Furthermore, the robot can be programmed in its native language without additional cost, simplifying picking motions by negating the need for third-party motion planning software. The tooltip also helps to extract partly blocked parts or parts close to a bin wall by enabling billets to rotate away from the blocking parts or the bin wall when being pulled up.
In addition, the Billet gripper comes with an active mechanism to block the adaptable tooltip in a fixed, known position, allowing for accurate parts placement. The gripper is also compliant in the approach direction to protect the gripper and robot in case of occasional collisions. The compliance has a stroke of 5cm and comes with a pretension of 10kg.
The gripper also acts as a camera holder, with the camera mounted to the gripper in a rigid manner. A sensor is integrated into the tooltip to control whether a part is picked by the gripper or not.
Pickit’s Billet picker comes with standard Pickit software and a pre-configured vision engine for billets. This means users no longer have to tune the tool or pipeline and there is no need to upload CAD models.
Instead, the billet dimension can be automatically set from the robot. Configuration of the pick points is automatic. The software and robot interface sets the billet’s dimensions from the robot/PLC side, with no need to switch between product files.

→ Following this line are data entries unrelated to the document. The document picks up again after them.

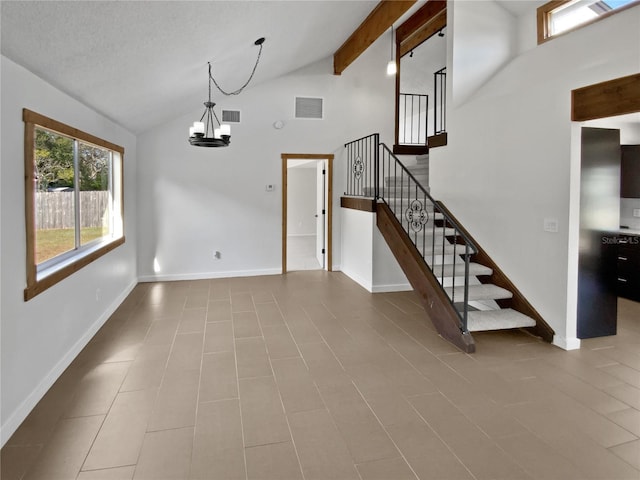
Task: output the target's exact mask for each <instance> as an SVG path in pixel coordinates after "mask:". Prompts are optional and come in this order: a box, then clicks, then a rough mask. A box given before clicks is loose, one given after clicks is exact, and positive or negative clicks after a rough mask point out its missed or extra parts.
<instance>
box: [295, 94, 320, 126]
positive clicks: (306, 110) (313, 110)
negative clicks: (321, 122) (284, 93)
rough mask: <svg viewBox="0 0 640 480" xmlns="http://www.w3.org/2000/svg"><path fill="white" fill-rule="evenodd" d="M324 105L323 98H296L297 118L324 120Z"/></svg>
mask: <svg viewBox="0 0 640 480" xmlns="http://www.w3.org/2000/svg"><path fill="white" fill-rule="evenodd" d="M323 103H324V101H323V99H322V98H312V97H296V118H315V119H319V120H322V118H323V107H324V105H323Z"/></svg>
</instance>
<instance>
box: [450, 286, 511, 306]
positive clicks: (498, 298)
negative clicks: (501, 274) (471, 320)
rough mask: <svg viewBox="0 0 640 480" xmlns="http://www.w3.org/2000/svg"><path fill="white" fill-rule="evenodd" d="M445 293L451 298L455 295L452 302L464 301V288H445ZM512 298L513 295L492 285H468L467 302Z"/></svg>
mask: <svg viewBox="0 0 640 480" xmlns="http://www.w3.org/2000/svg"><path fill="white" fill-rule="evenodd" d="M444 290H445V292H447V295H449V298H451V297H452V293H455V295H454V297H453V298H454V300H455V301H456V302H463V301H464V287H463V286H460V287H445V289H444ZM511 297H513V294H512V293H511V292H510V291H509V290H506V289H504V288H502V287H498V286H497V285H494V284H492V283H483V284H481V285H469V301H474V300H504V299H507V298H511Z"/></svg>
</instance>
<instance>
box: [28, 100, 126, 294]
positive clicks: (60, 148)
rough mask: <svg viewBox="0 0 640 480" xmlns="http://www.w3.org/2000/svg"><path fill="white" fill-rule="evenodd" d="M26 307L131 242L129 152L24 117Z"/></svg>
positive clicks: (40, 118)
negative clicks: (111, 253)
mask: <svg viewBox="0 0 640 480" xmlns="http://www.w3.org/2000/svg"><path fill="white" fill-rule="evenodd" d="M23 121H24V124H25V218H26V229H27V231H26V233H27V288H26V289H25V292H24V298H25V301H26V300H29V299H30V298H33V297H34V296H36V295H38V294H39V293H41V292H43V291H44V290H46V289H47V288H49V287H51V286H52V285H55V284H56V283H58V282H59V281H61V280H63V279H64V278H66V277H68V276H69V275H71V274H72V273H74V272H76V271H78V270H79V269H80V268H82V267H84V266H85V265H87V264H89V263H91V262H92V261H94V260H96V259H97V258H99V257H101V256H102V255H104V254H106V253H107V252H109V251H111V250H113V249H114V248H115V247H117V246H118V245H121V244H122V243H124V232H123V213H122V212H123V192H122V170H123V168H122V162H123V157H124V148H122V147H120V146H118V145H115V144H112V143H110V142H108V141H106V140H102V139H101V138H98V137H95V136H93V135H90V134H88V133H85V132H82V131H80V130H78V129H76V128H74V127H70V126H68V125H65V124H63V123H60V122H57V121H56V120H52V119H50V118H47V117H45V116H43V115H40V114H38V113H35V112H32V111H30V110H27V109H24V110H23Z"/></svg>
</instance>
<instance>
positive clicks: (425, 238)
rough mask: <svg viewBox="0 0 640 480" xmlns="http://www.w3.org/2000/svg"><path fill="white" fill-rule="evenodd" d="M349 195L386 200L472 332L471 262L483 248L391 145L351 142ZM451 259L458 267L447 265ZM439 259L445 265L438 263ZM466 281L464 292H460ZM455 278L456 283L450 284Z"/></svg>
mask: <svg viewBox="0 0 640 480" xmlns="http://www.w3.org/2000/svg"><path fill="white" fill-rule="evenodd" d="M345 149H346V154H347V155H346V157H347V161H346V163H347V182H346V183H347V186H346V191H345V195H349V196H358V197H369V198H374V199H375V200H377V201H383V202H384V203H386V204H387V206H388V207H389V209H390V210H391V211H392V212H393V214H394V215H395V218H396V219H397V220H398V222H399V223H400V224H401V225H402V228H403V230H404V231H405V233H406V234H407V236H408V237H409V238H410V239H411V242H412V243H413V245H414V246H415V247H416V249H417V250H418V252H419V253H420V256H421V257H422V259H423V260H424V263H425V265H426V266H427V267H428V268H429V269H430V270H431V273H432V274H433V275H434V276H435V277H436V278H437V279H438V283H439V284H440V288H442V289H443V291H444V292H445V294H446V295H447V298H448V299H449V301H450V302H451V305H452V306H453V308H454V310H455V311H456V313H457V314H458V317H459V319H460V329H461V331H462V332H464V333H468V329H467V317H468V312H469V263H470V258H471V256H472V255H474V254H476V253H478V249H477V247H476V246H475V245H474V243H473V241H472V240H471V239H470V238H469V237H468V236H467V234H466V232H465V231H464V229H462V227H460V226H459V225H458V223H457V222H456V221H455V220H454V219H453V218H452V217H451V216H450V215H449V214H448V212H447V211H445V210H444V209H443V208H442V207H440V205H439V204H438V203H437V202H436V201H435V200H434V199H433V197H431V195H430V194H429V192H428V191H427V190H426V189H425V188H424V187H423V186H422V184H421V183H420V182H419V181H418V180H416V178H415V177H414V176H413V175H412V174H411V172H410V171H409V170H408V169H407V168H406V167H405V166H404V164H403V163H402V162H401V161H400V160H399V159H398V157H396V156H395V155H394V154H393V152H392V151H391V150H389V147H387V146H386V145H385V144H384V143H380V135H379V134H377V133H374V134H372V135H368V136H366V137H362V138H359V139H358V140H354V141H352V142H349V143H347V144H345ZM445 257H448V258H451V259H452V260H451V262H452V263H445V261H444V259H445ZM436 259H442V263H440V264H436ZM460 278H462V288H461V289H460V284H459V283H460ZM447 279H451V280H450V285H449V284H447V283H448V282H447V281H446V280H447Z"/></svg>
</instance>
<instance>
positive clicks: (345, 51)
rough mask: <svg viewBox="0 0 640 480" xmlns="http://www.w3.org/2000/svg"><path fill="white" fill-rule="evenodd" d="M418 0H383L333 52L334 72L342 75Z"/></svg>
mask: <svg viewBox="0 0 640 480" xmlns="http://www.w3.org/2000/svg"><path fill="white" fill-rule="evenodd" d="M414 3H416V0H381V2H380V3H379V4H378V5H377V6H376V8H374V9H373V11H372V12H371V13H370V14H369V15H368V16H367V18H365V20H364V21H363V22H362V23H361V24H360V26H359V27H358V28H357V29H356V31H355V32H353V33H352V34H351V36H350V37H349V38H348V39H347V41H346V42H344V43H343V44H342V46H341V47H340V48H339V49H338V50H337V51H336V52H335V53H334V54H333V73H334V75H340V74H342V72H344V70H345V69H346V68H347V67H348V66H349V65H351V64H352V63H353V62H354V61H355V59H356V58H358V57H359V56H360V54H361V53H362V52H364V51H365V50H366V49H367V48H369V46H370V45H371V44H372V43H373V42H375V41H376V40H377V39H378V38H379V37H380V35H382V34H383V33H384V32H386V31H387V30H388V29H389V27H390V26H391V25H393V22H395V21H396V20H398V19H399V18H400V17H401V16H402V15H403V14H404V13H405V12H406V11H407V10H409V8H411V7H412V6H413V4H414Z"/></svg>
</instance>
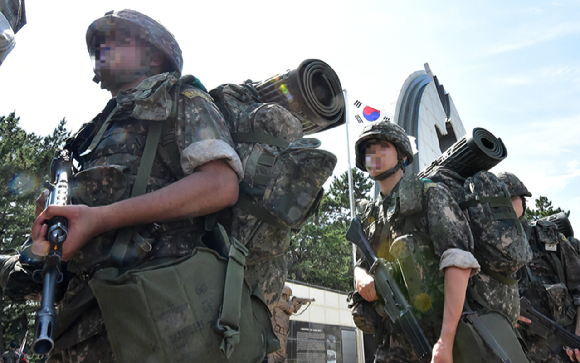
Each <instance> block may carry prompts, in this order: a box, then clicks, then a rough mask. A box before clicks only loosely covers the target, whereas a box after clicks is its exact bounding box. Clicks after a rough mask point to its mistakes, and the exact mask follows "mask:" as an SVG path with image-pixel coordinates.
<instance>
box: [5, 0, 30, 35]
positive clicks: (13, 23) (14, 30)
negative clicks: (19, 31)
mask: <svg viewBox="0 0 580 363" xmlns="http://www.w3.org/2000/svg"><path fill="white" fill-rule="evenodd" d="M0 13H2V15H4V17H5V18H6V20H7V21H8V24H9V25H10V27H11V28H12V31H13V32H14V33H18V31H19V30H20V29H21V28H22V27H23V26H24V25H25V24H26V9H25V6H24V0H0Z"/></svg>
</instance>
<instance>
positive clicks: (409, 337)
mask: <svg viewBox="0 0 580 363" xmlns="http://www.w3.org/2000/svg"><path fill="white" fill-rule="evenodd" d="M346 239H347V240H348V241H349V242H351V243H353V244H355V245H356V246H358V248H360V249H361V251H362V253H363V255H364V257H365V259H366V260H367V262H368V263H369V264H371V265H372V266H371V268H370V271H369V272H370V274H371V275H372V276H373V277H374V279H375V287H376V289H377V292H378V294H379V296H380V297H381V299H383V302H384V308H385V312H386V313H387V315H388V316H389V318H390V319H391V321H392V322H393V323H395V322H397V321H398V322H399V324H401V328H402V329H403V332H404V333H405V335H406V336H407V339H409V341H410V342H411V345H412V346H413V351H414V352H415V354H417V357H418V358H419V361H420V362H429V361H430V360H431V353H432V348H431V344H430V343H429V341H428V340H427V337H426V336H425V333H424V332H423V329H421V327H420V326H419V322H417V318H415V315H413V312H412V311H411V306H410V305H409V303H408V302H407V299H406V298H405V295H403V292H402V291H401V289H399V286H398V285H397V282H396V281H395V278H394V277H393V267H392V265H391V264H390V263H385V262H384V261H383V260H381V259H378V258H377V256H376V255H375V253H374V252H373V250H372V249H371V245H370V243H369V241H368V240H367V238H366V237H365V235H364V233H363V230H362V225H361V223H360V221H359V220H358V218H354V219H353V220H352V223H351V224H350V227H349V229H348V231H347V232H346Z"/></svg>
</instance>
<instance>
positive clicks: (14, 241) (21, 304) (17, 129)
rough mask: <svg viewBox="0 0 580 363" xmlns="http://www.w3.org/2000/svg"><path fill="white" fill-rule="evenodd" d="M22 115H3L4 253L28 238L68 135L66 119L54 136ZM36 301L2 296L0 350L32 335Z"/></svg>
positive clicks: (29, 337)
mask: <svg viewBox="0 0 580 363" xmlns="http://www.w3.org/2000/svg"><path fill="white" fill-rule="evenodd" d="M19 120H20V118H18V117H16V115H15V114H14V113H11V114H10V115H8V116H7V117H4V116H1V117H0V243H1V249H2V251H3V253H7V252H8V251H9V250H12V249H17V248H19V247H20V246H22V244H23V243H24V242H25V241H26V239H27V238H28V235H29V233H30V227H31V226H32V223H33V222H34V210H35V200H36V198H37V197H38V196H39V195H40V193H41V191H42V190H43V189H44V188H43V182H44V181H46V180H50V165H51V163H52V158H53V157H54V154H55V151H56V149H57V148H58V147H59V146H61V145H62V144H63V142H64V140H65V139H66V138H67V137H68V136H69V134H70V132H68V131H67V130H66V128H65V124H66V121H65V120H64V119H63V120H61V121H60V123H59V124H58V126H57V127H56V129H55V130H54V132H53V133H52V135H48V136H44V137H42V136H38V135H35V134H34V133H27V132H26V131H25V130H23V129H22V128H21V127H20V126H19V125H18V123H19ZM37 310H38V304H36V303H35V302H27V303H14V302H12V301H10V300H8V299H5V298H3V297H2V298H1V299H0V314H1V315H0V320H1V322H2V329H1V330H0V349H1V350H2V352H3V351H4V350H5V348H6V346H7V345H8V344H9V343H10V342H11V341H12V340H16V341H17V342H18V343H19V344H20V342H21V341H22V339H23V338H24V335H25V331H26V329H25V327H28V330H29V334H28V339H27V340H28V341H29V342H30V341H31V340H32V337H33V324H34V315H35V313H36V311H37Z"/></svg>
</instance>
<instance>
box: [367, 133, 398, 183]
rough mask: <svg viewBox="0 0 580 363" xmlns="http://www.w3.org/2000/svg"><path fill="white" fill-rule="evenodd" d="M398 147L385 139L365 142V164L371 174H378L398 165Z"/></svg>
mask: <svg viewBox="0 0 580 363" xmlns="http://www.w3.org/2000/svg"><path fill="white" fill-rule="evenodd" d="M397 156H398V154H397V148H396V147H395V145H393V144H392V143H390V142H388V141H384V140H371V141H369V142H367V143H366V144H365V166H366V168H367V171H368V172H369V174H370V175H371V176H377V175H379V174H381V173H383V172H385V171H387V170H389V169H391V168H393V167H394V166H395V165H397V162H398V160H397Z"/></svg>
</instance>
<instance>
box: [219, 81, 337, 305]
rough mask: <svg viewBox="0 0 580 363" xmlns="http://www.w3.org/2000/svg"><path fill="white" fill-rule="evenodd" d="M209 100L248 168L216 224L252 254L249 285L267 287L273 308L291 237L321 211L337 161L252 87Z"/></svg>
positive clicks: (296, 120)
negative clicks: (227, 209)
mask: <svg viewBox="0 0 580 363" xmlns="http://www.w3.org/2000/svg"><path fill="white" fill-rule="evenodd" d="M210 95H211V96H212V97H213V99H214V100H215V102H216V104H217V106H218V108H219V109H220V111H221V112H222V113H223V115H224V117H225V119H226V122H227V124H228V127H229V129H230V133H231V136H232V139H233V141H234V144H235V145H234V148H235V150H236V152H237V153H238V155H239V156H240V159H241V161H242V165H243V167H244V178H243V180H242V181H241V183H240V197H239V201H238V202H237V203H236V205H234V206H233V207H232V208H229V209H228V210H226V211H224V212H222V213H221V215H220V218H219V221H220V223H221V224H222V225H224V227H225V229H226V231H227V232H228V234H229V235H230V236H232V237H234V238H236V239H237V240H239V241H240V242H242V243H243V244H244V245H245V246H246V247H247V248H248V250H249V255H248V258H247V262H246V264H247V268H246V280H247V281H248V283H249V284H250V285H254V284H258V285H259V286H260V287H261V288H262V291H263V293H264V296H265V298H266V301H267V303H268V305H269V306H270V308H273V307H274V306H275V304H276V303H277V302H278V299H279V297H280V293H281V291H282V288H283V285H284V281H285V280H286V273H287V265H286V256H285V252H286V250H287V249H288V247H289V246H290V237H291V235H290V233H291V231H292V230H298V229H300V228H301V227H302V226H303V225H304V223H305V222H306V220H307V219H308V218H309V217H310V216H311V215H312V214H313V213H314V212H315V210H316V209H317V208H318V205H319V203H320V201H321V199H322V195H323V190H322V186H323V184H324V183H325V182H326V180H327V179H328V178H329V177H330V175H331V174H332V171H333V169H334V166H335V165H336V157H335V156H334V154H332V153H330V152H328V151H325V150H320V149H318V147H319V146H320V141H319V140H317V139H314V138H303V136H304V132H303V126H302V123H301V121H300V120H298V119H297V118H296V117H294V116H293V115H292V114H291V113H290V111H288V110H287V109H286V108H284V107H282V106H281V105H279V104H277V103H263V102H262V101H261V98H260V96H259V95H258V93H257V91H256V90H255V89H254V88H253V87H252V86H251V85H249V84H243V85H237V84H225V85H221V86H219V87H218V88H216V89H213V90H211V91H210Z"/></svg>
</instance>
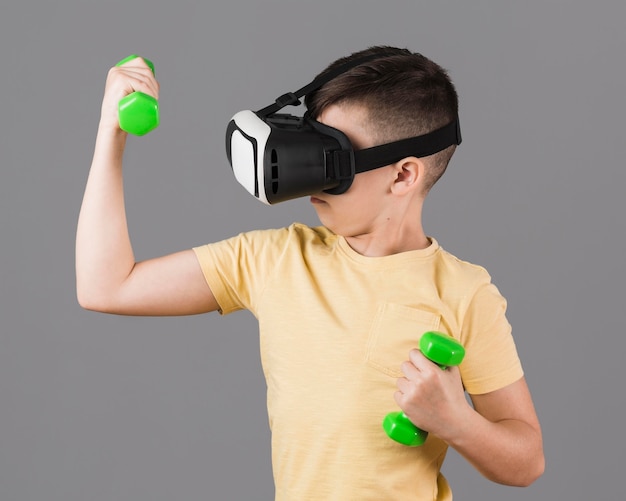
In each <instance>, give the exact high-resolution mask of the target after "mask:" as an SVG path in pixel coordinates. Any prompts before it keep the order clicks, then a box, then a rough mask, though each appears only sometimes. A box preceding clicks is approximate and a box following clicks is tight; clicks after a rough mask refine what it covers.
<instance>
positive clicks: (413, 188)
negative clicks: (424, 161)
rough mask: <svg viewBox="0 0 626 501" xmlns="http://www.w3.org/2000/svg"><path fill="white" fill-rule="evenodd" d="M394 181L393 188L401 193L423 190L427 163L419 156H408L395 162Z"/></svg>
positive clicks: (398, 192)
mask: <svg viewBox="0 0 626 501" xmlns="http://www.w3.org/2000/svg"><path fill="white" fill-rule="evenodd" d="M393 169H394V175H395V178H394V183H393V186H392V188H391V190H392V191H393V192H394V193H396V194H398V195H400V194H405V193H407V192H411V191H414V190H418V191H421V189H422V185H423V182H424V178H425V173H426V165H425V164H424V162H423V161H422V159H420V158H417V157H406V158H403V159H402V160H400V161H399V162H396V163H395V164H393Z"/></svg>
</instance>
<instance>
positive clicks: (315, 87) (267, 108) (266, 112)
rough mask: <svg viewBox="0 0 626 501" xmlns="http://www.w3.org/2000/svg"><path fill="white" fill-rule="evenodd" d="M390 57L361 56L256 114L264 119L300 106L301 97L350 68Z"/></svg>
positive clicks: (381, 54)
mask: <svg viewBox="0 0 626 501" xmlns="http://www.w3.org/2000/svg"><path fill="white" fill-rule="evenodd" d="M392 55H394V54H392V53H391V52H390V53H382V54H376V55H369V56H363V57H360V58H358V59H355V60H354V61H348V62H347V63H344V64H340V65H339V66H337V67H336V68H333V69H332V70H329V71H328V73H324V74H323V75H320V76H319V77H317V78H316V79H315V80H313V81H312V82H311V83H309V84H307V85H305V86H304V87H302V88H300V89H298V90H297V91H295V92H287V93H286V94H283V95H282V96H280V97H279V98H277V99H276V101H275V102H274V103H272V104H270V105H269V106H266V107H265V108H263V109H261V110H259V111H257V112H256V114H257V115H258V116H260V117H266V116H268V115H271V114H273V113H276V112H277V111H279V110H281V109H283V108H284V107H285V106H297V105H299V104H300V98H301V97H302V96H306V95H307V94H308V93H309V92H311V91H314V90H316V89H319V88H320V87H321V86H322V85H324V84H326V83H328V82H330V81H331V80H333V79H334V78H336V77H338V76H339V75H341V74H342V73H345V72H346V71H348V70H351V69H352V68H356V67H357V66H359V65H361V64H363V63H366V62H368V61H373V60H375V59H382V58H384V57H386V56H392Z"/></svg>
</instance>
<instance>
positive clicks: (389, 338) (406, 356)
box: [365, 303, 440, 378]
mask: <svg viewBox="0 0 626 501" xmlns="http://www.w3.org/2000/svg"><path fill="white" fill-rule="evenodd" d="M439 322H440V317H439V315H437V314H435V313H433V312H430V311H426V310H421V309H418V308H411V307H409V306H405V305H401V304H395V303H385V304H382V305H381V306H380V307H379V308H378V311H377V313H376V316H375V318H374V323H373V324H372V328H371V330H370V332H369V336H368V343H367V349H366V355H365V361H366V362H367V364H368V365H370V366H371V367H374V368H375V369H377V370H379V371H381V372H383V373H385V374H387V375H388V376H391V377H394V378H398V377H402V375H403V374H402V371H401V370H400V365H401V364H402V362H404V361H405V360H407V359H408V357H409V352H410V351H411V350H412V349H415V348H417V347H418V346H419V339H420V337H421V335H422V334H423V333H424V332H427V331H432V330H437V329H438V328H439Z"/></svg>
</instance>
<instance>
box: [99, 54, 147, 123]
mask: <svg viewBox="0 0 626 501" xmlns="http://www.w3.org/2000/svg"><path fill="white" fill-rule="evenodd" d="M135 91H139V92H143V93H144V94H148V95H149V96H152V97H154V98H155V99H157V100H158V99H159V83H158V82H157V80H156V78H155V77H154V74H153V73H152V70H151V69H150V67H149V66H148V65H147V64H146V63H145V61H144V60H143V59H142V58H140V57H136V58H135V59H132V60H130V61H128V62H126V63H124V64H123V65H121V66H114V67H113V68H111V69H110V70H109V73H108V76H107V80H106V86H105V90H104V98H103V100H102V110H101V118H100V126H101V127H105V128H109V129H114V130H116V131H118V130H120V129H119V117H118V103H119V102H120V100H121V99H123V98H124V97H126V96H127V95H128V94H131V93H132V92H135Z"/></svg>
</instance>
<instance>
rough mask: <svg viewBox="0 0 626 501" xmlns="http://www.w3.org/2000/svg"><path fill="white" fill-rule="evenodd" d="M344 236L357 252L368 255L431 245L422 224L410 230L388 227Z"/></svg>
mask: <svg viewBox="0 0 626 501" xmlns="http://www.w3.org/2000/svg"><path fill="white" fill-rule="evenodd" d="M344 238H345V239H346V242H347V243H348V245H350V247H351V248H352V249H353V250H354V251H355V252H358V253H359V254H361V255H362V256H366V257H384V256H391V255H393V254H400V253H401V252H409V251H414V250H421V249H426V248H427V247H429V246H430V245H431V241H430V240H429V239H428V237H427V236H426V234H425V233H424V231H423V229H422V226H421V224H420V225H419V228H413V229H412V230H410V231H407V229H401V228H391V227H388V228H380V229H378V231H372V232H371V233H366V234H362V235H353V236H346V237H344Z"/></svg>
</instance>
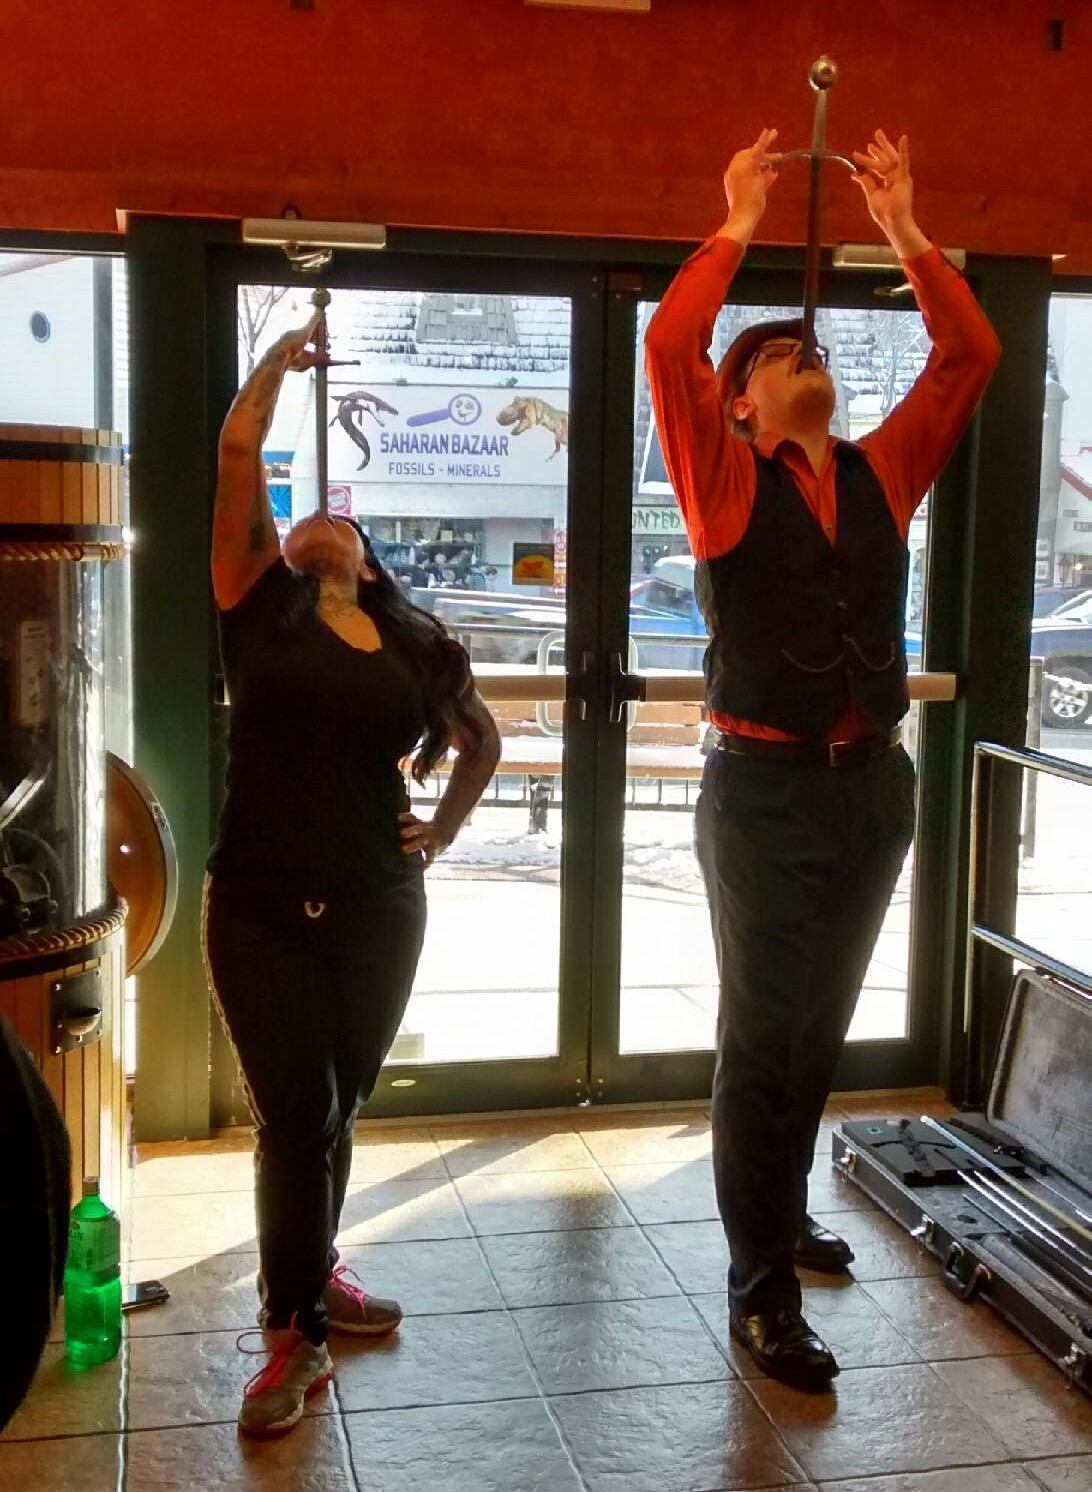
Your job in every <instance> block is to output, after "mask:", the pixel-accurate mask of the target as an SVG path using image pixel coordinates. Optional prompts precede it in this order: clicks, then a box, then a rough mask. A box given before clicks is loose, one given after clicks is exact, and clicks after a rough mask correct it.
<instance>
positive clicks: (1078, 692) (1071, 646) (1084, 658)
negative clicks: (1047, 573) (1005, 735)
mask: <svg viewBox="0 0 1092 1492" xmlns="http://www.w3.org/2000/svg"><path fill="white" fill-rule="evenodd" d="M1031 655H1032V658H1041V659H1043V724H1044V725H1053V727H1055V728H1056V730H1071V728H1073V727H1076V725H1083V724H1085V721H1086V719H1088V718H1089V715H1092V592H1089V594H1088V595H1085V598H1083V600H1074V601H1070V603H1067V606H1065V609H1064V610H1062V612H1061V613H1055V615H1053V616H1044V618H1041V619H1040V621H1035V622H1032V624H1031Z"/></svg>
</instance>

According to Pickit, the software has been designed to know how flexible the gripper will be, and will find the best way to extract the billet without colliding with the side of the bin or other objects. The software creates a symmetry axis and knows that the billet can be picked from any point on the billet surface.
Pickit said it has conducted extensive testing with the Billet picker, performing over 500,000 picks for six months and emptying thousands of bins with a broad range of billets. The company also completed endurance tests for hardware and full ambient lighting condition testing for the vision part, and has developed a vision engine to meet the application’s needs and optimised configuration.
French steel stamping company Colin Milas installed a robot with Pickit vision to deposit billets from its bin onto the in-feed conveyor. The robot reportedly delivers a billet every 15 seconds, which is within the requirements of the 30-second oven cycle times.
The Billet picker has been released as part of the wider Pickit 3.0 product offering, which includes a new compact and performant processor, as well as a software update designed to improve application reliability and simplify the configuration process.
“With deep bin-picking applications, there is an infinite amount of possible pick points and orientations that can be sent to the robot,” said Willaert. “Some of these might not be reachable for the robot due to workspace and joint limit constraints.
“With the most recent update to our robot interfaces, the robot only starts moving towards a part, if the part can also be reached. This new functionality increases cycle time and prevents unnecessary robot stops.
“I know that the described behaviour sounds like an obvious thing to do for a robot, the reality is that this is more challenging than you would expect. Industrial robots are primarily made for tasks with predefined trajectories, we make them work for vision-guided applications as well.”